Remote Sensing Technology and Application, Volume. 39, Issue 2, 393(2024)
Fusion of Multiscale Low-rank Representation and Two Way Recursive Filtering for Hyperspectral Image Classification
Aiming at the problem of poor image classification accuracy caused by low signal-to-noise ratio of hyperspectral images, a hyperspectral image classification method that combines multi-scale low-rank representation and two way recursive filtering is proposed. First, perform superpixel segmentation algorithm on hyperspectral images at different scales to obtain the spatial neighborhood information and segmented images.
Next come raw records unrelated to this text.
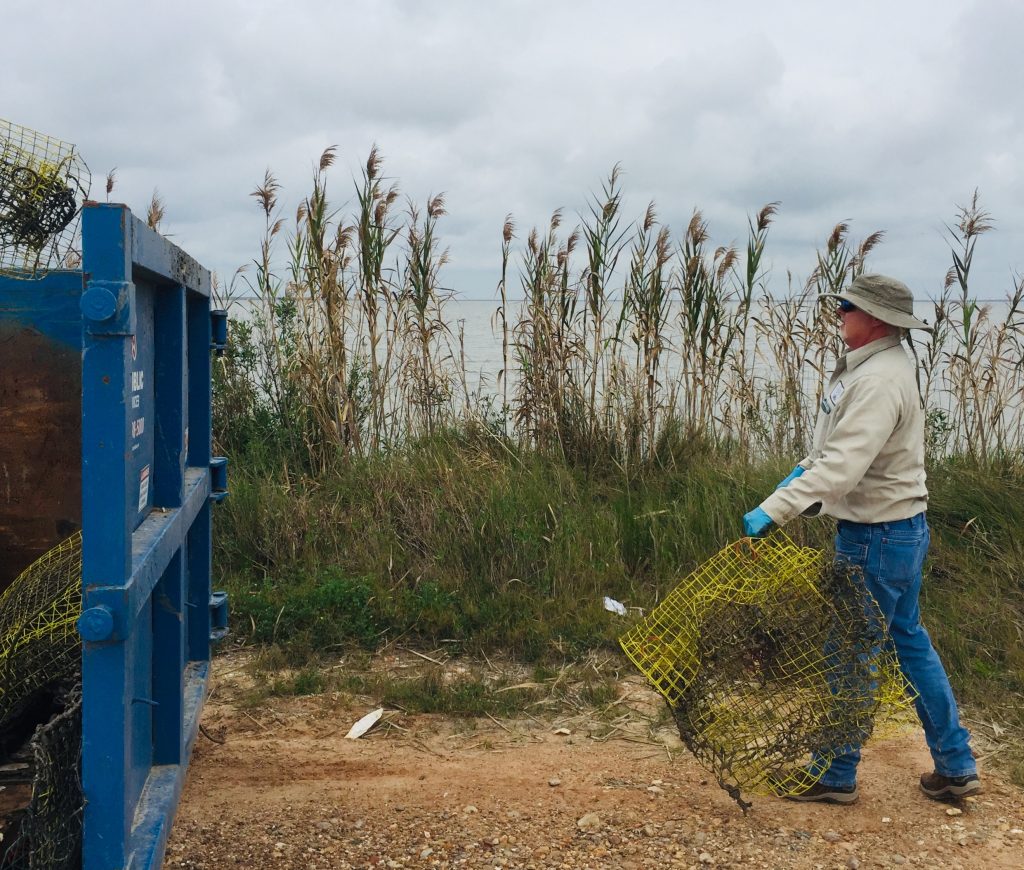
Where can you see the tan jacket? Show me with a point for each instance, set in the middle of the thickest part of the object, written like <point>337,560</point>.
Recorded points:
<point>867,464</point>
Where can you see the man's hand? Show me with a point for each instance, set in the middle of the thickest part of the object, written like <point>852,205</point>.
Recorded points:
<point>793,475</point>
<point>757,523</point>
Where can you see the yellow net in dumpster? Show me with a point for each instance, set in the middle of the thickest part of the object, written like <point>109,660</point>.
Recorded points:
<point>39,642</point>
<point>43,182</point>
<point>773,660</point>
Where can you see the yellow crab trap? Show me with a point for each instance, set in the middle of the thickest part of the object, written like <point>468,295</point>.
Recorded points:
<point>773,659</point>
<point>43,182</point>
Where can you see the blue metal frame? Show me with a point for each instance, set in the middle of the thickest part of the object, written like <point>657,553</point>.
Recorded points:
<point>146,493</point>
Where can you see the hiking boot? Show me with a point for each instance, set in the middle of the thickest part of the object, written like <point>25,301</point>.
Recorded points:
<point>940,787</point>
<point>826,793</point>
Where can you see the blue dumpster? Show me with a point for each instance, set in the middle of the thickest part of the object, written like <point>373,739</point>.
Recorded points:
<point>104,384</point>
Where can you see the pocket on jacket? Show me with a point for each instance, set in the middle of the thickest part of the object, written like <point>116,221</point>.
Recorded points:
<point>901,559</point>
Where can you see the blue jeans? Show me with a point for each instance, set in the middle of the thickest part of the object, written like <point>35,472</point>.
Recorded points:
<point>892,556</point>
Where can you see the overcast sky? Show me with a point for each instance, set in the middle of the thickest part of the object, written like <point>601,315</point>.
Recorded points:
<point>885,114</point>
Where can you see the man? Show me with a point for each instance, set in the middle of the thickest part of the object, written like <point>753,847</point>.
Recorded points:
<point>867,470</point>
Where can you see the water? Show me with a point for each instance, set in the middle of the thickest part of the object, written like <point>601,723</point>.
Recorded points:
<point>476,339</point>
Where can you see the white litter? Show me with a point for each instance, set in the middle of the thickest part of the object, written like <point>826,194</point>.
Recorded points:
<point>614,606</point>
<point>365,724</point>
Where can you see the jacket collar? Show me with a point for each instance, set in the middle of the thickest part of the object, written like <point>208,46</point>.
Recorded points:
<point>849,361</point>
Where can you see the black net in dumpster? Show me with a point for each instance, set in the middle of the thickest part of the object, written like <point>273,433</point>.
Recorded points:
<point>43,183</point>
<point>47,833</point>
<point>41,710</point>
<point>766,654</point>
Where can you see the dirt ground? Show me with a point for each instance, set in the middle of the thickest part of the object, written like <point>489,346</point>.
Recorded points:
<point>570,788</point>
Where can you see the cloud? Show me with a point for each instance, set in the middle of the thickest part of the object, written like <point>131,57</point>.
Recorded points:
<point>887,115</point>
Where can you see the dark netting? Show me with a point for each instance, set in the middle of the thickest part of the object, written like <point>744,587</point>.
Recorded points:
<point>43,183</point>
<point>48,831</point>
<point>766,654</point>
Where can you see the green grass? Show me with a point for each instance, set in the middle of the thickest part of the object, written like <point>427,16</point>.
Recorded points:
<point>464,542</point>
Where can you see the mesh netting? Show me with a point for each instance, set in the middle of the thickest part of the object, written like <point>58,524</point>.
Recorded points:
<point>49,830</point>
<point>39,642</point>
<point>40,653</point>
<point>773,660</point>
<point>43,182</point>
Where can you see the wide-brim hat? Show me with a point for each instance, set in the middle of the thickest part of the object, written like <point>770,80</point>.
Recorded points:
<point>882,297</point>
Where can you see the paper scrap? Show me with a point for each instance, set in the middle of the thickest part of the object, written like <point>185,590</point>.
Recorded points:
<point>365,724</point>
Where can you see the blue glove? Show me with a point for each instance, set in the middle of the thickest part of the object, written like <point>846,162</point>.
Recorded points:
<point>757,523</point>
<point>793,475</point>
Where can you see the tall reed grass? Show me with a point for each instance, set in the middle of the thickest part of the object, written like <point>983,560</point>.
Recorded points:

Next, low-rank representation and PCA(Principal Component Analysis) dimensionality reduction are performed in the segmented regions of each scale, the low-rank representation can impose low-rank constraints on the high correlation between spectra in the segmented regions and remove mixed noise. Then, two way recursive filtering is used to further eliminate noise in the image. Last, according to the classification results of the feature images of each scale by the Support Vector Machine, the final classification is obtained by the majority voting method. The results showed that: Compared with the classification methods using only spectral information (Support Vector Machine and PCA), the overall accuracy of the proposed method is improved by 32.03%, 28.04% and 16.80% on average. Compared with the deep learning classification method of spatial-spectral residual network and vertex component analysis network, the average improvement is 10.99%, 8.45% and 7.08%. Compared with other spatial-spectral classification methods, the average improvement is 8.28%, 18.77% and 10.19%, it is proved that the proposed method can achieve better overall classification accuracy with fewer training samples.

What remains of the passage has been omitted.